Alors que le Projet de loi de finances est habituellement présenté en septembre, le chef du gouvernement a promis "un calendrier beaucoup plus ambitieux et beaucoup plus exigeant qui va permettre de rassembler toutes les contributions, toutes les suggestions, toutes les consultations".
""Notre but, c'est que ces grandes orientations et ces grands choix soient proposés (...) avant le 14 juillet", a-t-il indiqué.
"OPÉRATION DE COMMUNICATION"
Pour 2025, le gouvernement a abaissé sa prévision de croissance du produit intérieur brut (PIB) pour cette année à 0,7%, contre 0,9% auparavant, tout en maintenant sa trajectoire de réduction du déficit public afin de le ramener sous le seuil de 3% du PIB en 2029.
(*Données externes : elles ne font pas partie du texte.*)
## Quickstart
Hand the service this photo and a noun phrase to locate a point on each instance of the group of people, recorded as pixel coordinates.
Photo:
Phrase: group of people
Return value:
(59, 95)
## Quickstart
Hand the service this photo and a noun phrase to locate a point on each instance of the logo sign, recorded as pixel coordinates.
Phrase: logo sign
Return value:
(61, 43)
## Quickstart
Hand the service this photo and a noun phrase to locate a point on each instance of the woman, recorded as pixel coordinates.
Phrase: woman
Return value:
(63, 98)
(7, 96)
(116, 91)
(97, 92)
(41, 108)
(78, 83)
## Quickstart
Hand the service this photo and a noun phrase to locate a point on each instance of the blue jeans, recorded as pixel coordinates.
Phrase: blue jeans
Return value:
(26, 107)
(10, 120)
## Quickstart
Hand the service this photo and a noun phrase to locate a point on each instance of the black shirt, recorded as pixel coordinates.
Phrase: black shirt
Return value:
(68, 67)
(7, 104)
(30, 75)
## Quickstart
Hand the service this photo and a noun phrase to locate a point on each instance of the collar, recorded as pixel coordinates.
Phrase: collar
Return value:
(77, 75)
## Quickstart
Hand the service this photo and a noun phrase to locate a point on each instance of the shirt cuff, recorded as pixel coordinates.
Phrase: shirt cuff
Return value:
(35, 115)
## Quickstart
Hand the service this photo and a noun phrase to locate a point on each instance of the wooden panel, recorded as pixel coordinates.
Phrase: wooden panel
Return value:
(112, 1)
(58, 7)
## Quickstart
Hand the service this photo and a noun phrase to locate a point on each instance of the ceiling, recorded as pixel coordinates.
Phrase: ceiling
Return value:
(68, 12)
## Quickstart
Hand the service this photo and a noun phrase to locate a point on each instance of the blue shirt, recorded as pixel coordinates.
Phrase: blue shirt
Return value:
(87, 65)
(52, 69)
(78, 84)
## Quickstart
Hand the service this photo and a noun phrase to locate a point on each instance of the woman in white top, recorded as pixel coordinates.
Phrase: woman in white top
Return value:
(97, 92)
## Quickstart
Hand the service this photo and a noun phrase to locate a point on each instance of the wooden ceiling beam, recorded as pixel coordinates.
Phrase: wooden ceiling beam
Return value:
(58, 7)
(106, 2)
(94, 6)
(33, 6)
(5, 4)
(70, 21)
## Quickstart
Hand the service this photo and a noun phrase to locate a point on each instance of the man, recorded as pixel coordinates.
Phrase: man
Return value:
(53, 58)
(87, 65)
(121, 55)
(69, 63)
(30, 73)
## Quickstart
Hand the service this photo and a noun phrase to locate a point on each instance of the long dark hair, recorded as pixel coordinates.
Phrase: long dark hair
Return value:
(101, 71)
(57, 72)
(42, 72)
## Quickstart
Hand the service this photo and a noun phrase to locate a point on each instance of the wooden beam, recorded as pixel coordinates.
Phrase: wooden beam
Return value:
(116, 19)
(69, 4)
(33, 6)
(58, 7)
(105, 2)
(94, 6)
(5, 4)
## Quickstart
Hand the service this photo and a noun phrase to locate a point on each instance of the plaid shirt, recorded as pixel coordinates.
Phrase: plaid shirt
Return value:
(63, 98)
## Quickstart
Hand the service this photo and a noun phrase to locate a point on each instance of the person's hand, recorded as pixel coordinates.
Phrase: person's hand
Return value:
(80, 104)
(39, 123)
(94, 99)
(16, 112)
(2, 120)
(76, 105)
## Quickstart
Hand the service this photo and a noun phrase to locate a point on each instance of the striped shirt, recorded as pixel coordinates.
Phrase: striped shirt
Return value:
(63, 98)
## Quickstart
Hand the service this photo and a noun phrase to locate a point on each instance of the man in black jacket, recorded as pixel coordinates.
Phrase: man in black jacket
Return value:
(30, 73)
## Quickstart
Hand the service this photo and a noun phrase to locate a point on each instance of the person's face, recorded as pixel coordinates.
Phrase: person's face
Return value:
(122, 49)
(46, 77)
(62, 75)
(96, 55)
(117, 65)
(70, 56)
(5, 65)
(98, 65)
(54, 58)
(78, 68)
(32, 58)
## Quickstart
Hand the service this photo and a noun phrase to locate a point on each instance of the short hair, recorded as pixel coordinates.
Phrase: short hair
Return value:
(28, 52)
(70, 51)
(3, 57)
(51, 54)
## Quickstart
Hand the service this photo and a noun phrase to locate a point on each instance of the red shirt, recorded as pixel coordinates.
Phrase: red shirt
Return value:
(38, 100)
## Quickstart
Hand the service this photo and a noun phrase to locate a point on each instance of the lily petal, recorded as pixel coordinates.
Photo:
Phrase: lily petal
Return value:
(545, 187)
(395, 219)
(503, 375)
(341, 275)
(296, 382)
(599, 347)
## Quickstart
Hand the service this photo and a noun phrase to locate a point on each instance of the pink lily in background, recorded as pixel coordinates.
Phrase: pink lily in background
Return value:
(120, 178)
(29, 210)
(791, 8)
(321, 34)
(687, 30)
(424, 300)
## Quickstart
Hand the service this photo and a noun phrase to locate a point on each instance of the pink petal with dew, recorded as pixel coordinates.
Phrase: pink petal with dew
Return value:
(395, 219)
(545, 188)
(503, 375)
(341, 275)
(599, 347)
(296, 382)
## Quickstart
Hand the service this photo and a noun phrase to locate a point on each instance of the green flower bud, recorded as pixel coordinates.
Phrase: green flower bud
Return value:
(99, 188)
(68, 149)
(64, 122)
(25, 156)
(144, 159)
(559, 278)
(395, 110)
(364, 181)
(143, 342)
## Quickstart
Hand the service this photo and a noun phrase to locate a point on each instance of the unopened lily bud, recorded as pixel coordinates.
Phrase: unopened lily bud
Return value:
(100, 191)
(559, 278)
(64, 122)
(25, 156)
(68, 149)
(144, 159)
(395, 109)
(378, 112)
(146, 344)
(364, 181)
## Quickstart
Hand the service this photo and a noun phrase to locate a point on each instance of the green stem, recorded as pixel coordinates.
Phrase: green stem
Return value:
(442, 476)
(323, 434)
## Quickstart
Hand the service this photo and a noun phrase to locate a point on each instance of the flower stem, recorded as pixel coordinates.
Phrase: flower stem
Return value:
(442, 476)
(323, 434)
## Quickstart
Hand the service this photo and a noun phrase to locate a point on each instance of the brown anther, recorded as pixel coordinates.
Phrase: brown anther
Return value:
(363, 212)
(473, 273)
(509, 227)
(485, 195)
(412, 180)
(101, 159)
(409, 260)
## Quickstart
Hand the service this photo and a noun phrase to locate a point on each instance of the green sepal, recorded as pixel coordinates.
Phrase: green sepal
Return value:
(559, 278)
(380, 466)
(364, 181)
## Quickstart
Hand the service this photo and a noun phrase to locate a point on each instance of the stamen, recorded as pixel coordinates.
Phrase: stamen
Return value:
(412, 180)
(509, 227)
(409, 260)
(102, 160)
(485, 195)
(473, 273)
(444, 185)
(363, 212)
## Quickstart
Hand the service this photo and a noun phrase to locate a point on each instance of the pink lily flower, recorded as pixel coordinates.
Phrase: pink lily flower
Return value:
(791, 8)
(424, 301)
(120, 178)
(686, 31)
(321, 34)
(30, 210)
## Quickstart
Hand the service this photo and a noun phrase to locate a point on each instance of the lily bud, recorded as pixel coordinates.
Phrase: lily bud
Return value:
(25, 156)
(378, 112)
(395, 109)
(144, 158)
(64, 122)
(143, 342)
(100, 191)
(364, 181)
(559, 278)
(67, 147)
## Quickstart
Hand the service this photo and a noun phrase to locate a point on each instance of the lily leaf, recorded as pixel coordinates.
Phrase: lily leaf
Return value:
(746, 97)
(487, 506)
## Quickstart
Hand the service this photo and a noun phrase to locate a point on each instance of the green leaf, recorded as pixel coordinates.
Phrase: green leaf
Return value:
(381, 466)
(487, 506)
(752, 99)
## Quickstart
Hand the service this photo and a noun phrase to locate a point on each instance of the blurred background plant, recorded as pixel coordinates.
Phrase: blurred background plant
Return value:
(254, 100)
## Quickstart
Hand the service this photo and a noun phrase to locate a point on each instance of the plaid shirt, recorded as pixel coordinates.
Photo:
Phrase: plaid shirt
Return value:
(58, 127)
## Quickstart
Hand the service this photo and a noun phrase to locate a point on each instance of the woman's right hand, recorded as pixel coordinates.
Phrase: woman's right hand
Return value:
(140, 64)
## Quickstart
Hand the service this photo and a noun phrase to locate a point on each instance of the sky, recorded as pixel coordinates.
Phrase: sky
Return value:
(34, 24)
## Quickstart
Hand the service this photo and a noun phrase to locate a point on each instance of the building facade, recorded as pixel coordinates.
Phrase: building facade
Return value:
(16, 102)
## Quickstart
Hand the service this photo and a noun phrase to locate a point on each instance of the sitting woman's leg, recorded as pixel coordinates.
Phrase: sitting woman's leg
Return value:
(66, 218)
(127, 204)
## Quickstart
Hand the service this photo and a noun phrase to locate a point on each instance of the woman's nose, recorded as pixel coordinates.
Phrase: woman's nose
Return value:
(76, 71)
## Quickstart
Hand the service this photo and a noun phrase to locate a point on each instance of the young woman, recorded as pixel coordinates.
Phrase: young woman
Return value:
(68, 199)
Soit un déficit public attendu à 5,4% du PIB cette année, puis à 4,6% l'an prochain.
Pour rentrer dans les clous budgétaires, un effort "très considérable" de 40 milliards d'euros pour 2026 a été annoncé dimanche par le ministre de l'Economie, Eric Lombard, selon qui cet ajustement passera essentiellement par une réduction de la dépense publique.
Mais aucun détail sur ces économies attendues n'a été dévoilé au cours de la conférence de presse de François Bayrou.
Regrettant être le "figurant d'une opération de communication", le député La France insoumise (LFI) et président de la commission des Finances à l'Assemblée nationale Eric Coquerel a déploré un "exercice de propagande plus que de vérité".
La formation d'extrême-gauche a déjà menacé de déposer une nouvelle motion de censure contre le gouvernement, une mise en garde également reprise par le Rassemblement national (RN) et le Parti socialiste (PS).
La secrétaire générale de la CGT Sophie Binet a elle aussi dénoncé un "exercice de communication", sans dialogue ni annonces.
"Le gouvernement a un tabou, c'est celui des recettes", a-t-elle pointé, notant le refus de l'exécutif de taxer le patrimoine et les dividendes ou d'augmenter les impôts pour les plus aisés.
Du côté de la CFDT, la secrétaire générale du syndicat, Maryse Léon, a regretté pour sa part une vision uniquement "comptable" des finances publiques et plaidé pour que les "efforts soient partagés".
"On ne fait pas un budget uniquement avec un tableur Excel", a-t-elle tancé, défendant un "enjeu de justice sociale".